The huge display of popular anger raised the pressure on the Kremlin, which has so far dismissed the postelection discontent as instigated by the U.S. to undermine the Kremlin.?? But there was no sign that the authorities were willing to even consider opponents’ demands for new elections or a full recount of the disputed Dec. 4 parliamentary vote.
Opposition leaders vowed to keep up the pressure with more demonstrations in a bid to disrupt Mr. Putin’s chances in March presidential elections, when he was planning to secure a six-year term in office.

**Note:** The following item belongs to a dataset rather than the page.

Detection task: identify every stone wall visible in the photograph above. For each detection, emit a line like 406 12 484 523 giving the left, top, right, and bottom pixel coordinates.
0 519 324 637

One opposition leader, Boris Nemtsov wrote in Twitter late Saturday that “We will gather millions” at demonstrations planned for Dec. 17, 18 and 24. “Putin has no choice—in March everyone will see that the king has no clothes.”

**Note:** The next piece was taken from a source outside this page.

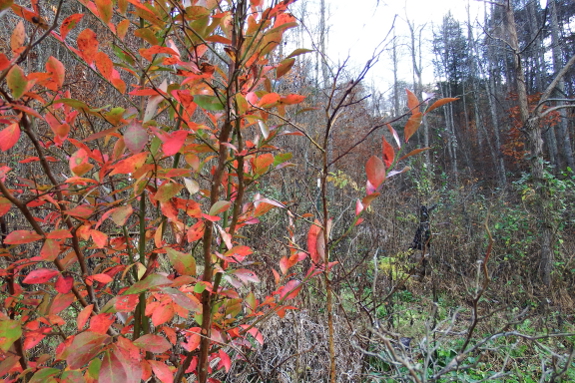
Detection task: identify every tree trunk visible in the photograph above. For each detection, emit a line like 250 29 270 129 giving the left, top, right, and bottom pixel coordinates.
549 0 575 169
505 3 554 286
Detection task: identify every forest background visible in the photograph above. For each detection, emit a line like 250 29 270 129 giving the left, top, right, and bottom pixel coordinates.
0 0 575 383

The authorities did soften their approach to the protesters somewhat Saturday by giving permits for many of the demonstrations. In Moscow, tens of thousands gathered on Bolotnaya Square across the river from the Kremlin. With 17,000 police standing guard, the three-hour event went off peacefully, in contrast to protests earlier in the week that had ended in hundreds of detentions by police.
“We are here today because we are sick of lies,” said Konstantin Pekhotin, a 20-year-old student. “Yes, consider us gathering here a signal to the authorities,” his friend Andrei Ryabtsev, studying to be a customs officer, chimed in.